Green Boxes — the multi-runtime architecture
Every "green box" is a language-native implementation of the AI Workbench HTTP runtime. They all serve the same /api/v1/* contract and speak Astra via their language's native SDK internally. The UI picks which one to target at deploy time via BACKEND_URL.
Why multiple runtimes?
- Different organizations prefer different stacks. A team with heavy Python tooling should be able to deploy a Python-native workbench runtime that they can extend idiomatically.

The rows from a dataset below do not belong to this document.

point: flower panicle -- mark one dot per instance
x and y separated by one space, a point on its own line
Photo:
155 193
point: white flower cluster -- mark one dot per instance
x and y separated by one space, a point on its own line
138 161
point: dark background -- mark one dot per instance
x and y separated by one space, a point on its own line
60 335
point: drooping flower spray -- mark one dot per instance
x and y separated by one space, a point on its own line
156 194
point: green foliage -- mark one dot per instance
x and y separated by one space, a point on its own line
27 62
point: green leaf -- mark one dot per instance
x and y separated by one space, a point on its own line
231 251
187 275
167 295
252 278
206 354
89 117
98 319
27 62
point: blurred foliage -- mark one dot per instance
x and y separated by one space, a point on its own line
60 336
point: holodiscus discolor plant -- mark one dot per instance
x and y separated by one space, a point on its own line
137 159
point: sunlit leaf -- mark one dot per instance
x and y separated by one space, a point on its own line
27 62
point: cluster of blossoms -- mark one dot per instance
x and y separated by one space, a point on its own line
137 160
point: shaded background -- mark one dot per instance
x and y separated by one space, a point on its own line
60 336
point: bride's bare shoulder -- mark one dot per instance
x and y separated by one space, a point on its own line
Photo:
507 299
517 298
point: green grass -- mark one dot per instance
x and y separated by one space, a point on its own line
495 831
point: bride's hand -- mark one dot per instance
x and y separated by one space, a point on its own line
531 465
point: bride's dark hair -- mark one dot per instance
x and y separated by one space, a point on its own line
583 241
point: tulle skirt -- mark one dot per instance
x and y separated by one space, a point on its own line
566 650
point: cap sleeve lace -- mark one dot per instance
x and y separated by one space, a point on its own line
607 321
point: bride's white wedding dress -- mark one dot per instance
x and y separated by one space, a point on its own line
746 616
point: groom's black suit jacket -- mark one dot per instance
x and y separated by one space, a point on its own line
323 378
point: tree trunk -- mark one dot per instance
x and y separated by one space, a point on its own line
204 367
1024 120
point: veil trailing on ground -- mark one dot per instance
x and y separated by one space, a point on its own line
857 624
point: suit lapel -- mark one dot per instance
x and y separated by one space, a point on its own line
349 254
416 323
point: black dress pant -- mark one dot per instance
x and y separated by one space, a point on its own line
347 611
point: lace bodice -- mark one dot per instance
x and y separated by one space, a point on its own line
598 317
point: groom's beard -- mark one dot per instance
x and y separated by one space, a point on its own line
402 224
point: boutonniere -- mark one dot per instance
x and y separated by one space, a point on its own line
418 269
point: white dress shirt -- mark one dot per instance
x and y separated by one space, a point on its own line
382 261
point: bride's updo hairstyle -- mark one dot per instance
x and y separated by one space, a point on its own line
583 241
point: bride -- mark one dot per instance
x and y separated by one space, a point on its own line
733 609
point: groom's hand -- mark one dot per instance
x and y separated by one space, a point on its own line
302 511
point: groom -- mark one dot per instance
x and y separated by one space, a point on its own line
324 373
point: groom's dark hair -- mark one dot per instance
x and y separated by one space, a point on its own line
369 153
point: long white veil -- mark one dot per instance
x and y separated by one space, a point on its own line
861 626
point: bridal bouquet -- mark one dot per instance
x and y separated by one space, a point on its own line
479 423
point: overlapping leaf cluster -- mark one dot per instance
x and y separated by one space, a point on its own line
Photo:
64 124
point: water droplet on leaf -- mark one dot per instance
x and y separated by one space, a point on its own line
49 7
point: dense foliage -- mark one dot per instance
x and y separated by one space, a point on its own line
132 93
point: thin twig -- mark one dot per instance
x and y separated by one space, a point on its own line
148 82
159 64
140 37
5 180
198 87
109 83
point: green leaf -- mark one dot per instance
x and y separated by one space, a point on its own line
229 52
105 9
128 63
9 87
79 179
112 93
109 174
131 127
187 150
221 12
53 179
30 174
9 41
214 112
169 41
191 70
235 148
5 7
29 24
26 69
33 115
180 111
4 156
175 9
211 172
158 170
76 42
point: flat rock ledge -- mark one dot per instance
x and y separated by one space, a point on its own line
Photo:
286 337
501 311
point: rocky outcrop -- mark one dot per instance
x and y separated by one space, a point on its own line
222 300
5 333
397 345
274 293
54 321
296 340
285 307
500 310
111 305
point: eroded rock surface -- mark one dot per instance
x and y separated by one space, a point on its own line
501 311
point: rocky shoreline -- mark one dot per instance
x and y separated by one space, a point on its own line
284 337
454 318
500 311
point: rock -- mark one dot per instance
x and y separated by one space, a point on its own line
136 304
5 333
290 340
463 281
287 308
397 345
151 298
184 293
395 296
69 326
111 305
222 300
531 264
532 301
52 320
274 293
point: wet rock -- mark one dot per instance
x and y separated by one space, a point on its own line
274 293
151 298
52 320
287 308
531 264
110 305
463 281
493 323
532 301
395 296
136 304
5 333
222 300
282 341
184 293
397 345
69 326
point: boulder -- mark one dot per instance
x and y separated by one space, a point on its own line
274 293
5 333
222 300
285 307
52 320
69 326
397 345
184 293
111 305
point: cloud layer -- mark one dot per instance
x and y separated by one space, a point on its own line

- The Astra SDK ecosystem is polyglot (
astra-db-ts,astrapy,astra-db-java, …). Each runtime uses its native SDK — no wrapper libraries, no "universal" middleware to maintain. - The HTTP contract is small enough to replicate; replicating it across languages is easier than mandating one runtime and making everyone port their tooling.
Current runtimes
| Runtime | Location | Status | Astra SDK |
|---|---|---|---|
| TypeScript (default) | runtimes/typescript/ | Operational through Phase 3 + auth (UI, playground, API keys, OIDC login + silent refresh, knowledge bases with auto-provisioned collections, chunking / embedding / reranking services, vector/text search, hybrid + rerank, sync/async ingest with pipeline resume after orphan reclaim, durable JobStore with cross-replica subscription polling + lease/heartbeat + orphan sweeper, chunks listing, document delete cascade) | @datastax/astra-db-ts |
| Python | runtimes/python/ | FastAPI scaffold — routes return 501 until implemented | astrapy (pending) |
| Java | runtimes/java/ | Spring Boot scaffold — routes return 501 until implemented | astra-db-java (pending) |
The TypeScript runtime is the default ship path: it gets bundled with the UI into one Docker image, so operators deploying the UI get a working backend out of the box. Alternative-language runtimes deploy as separate containers and the UI points at them via BACKEND_URL.
The contract
Every green box serves:
| Path | Purpose |
|---|---|
GET /healthz | Liveness |
GET /readyz | Readiness (must confirm its control plane is reachable) |
GET /version | Build metadata; runtime field carries the language tag |
GET / | Service banner (JSON) when no UI is embedded; the UI shell (HTML) in the bundled TypeScript + UI image |
GET /docs | OpenAPI reference UI |
GET /api/v1/openapi.json | Machine-readable OpenAPI 3.1 doc |
(CRUD) /api/v1/workspaces[/{id}] | Workspace lifecycle |
(CRUD) /api/v1/workspaces/{w}/{chunking,embedding,reranking}-services[/{id}] | Service-definition lifecycle |
(CRUD) /api/v1/workspaces/{w}/knowledge-bases[/{id}] | KB lifecycle (POST auto-provisions the underlying vector collection; DELETE drops it) |
POST / DELETE / POST | /api/v1/workspaces/{w}/knowledge-bases/{kb}/records, .../records/{rid}, .../search |
(CRUD) /api/v1/workspaces/{w}/knowledge-bases/{kb}/documents[/{id}] | Document metadata + chunks listing under a KB |
POST | /api/v1/workspaces/{w}/knowledge-bases/{kb}/ingest[?async=true] |
Full contract details: api-spec.md.
Response shapes for every route are captured as fixtures under conformance/fixtures/. Every runtime's test suite diffs against those fixtures — drift surfaces as a failing test.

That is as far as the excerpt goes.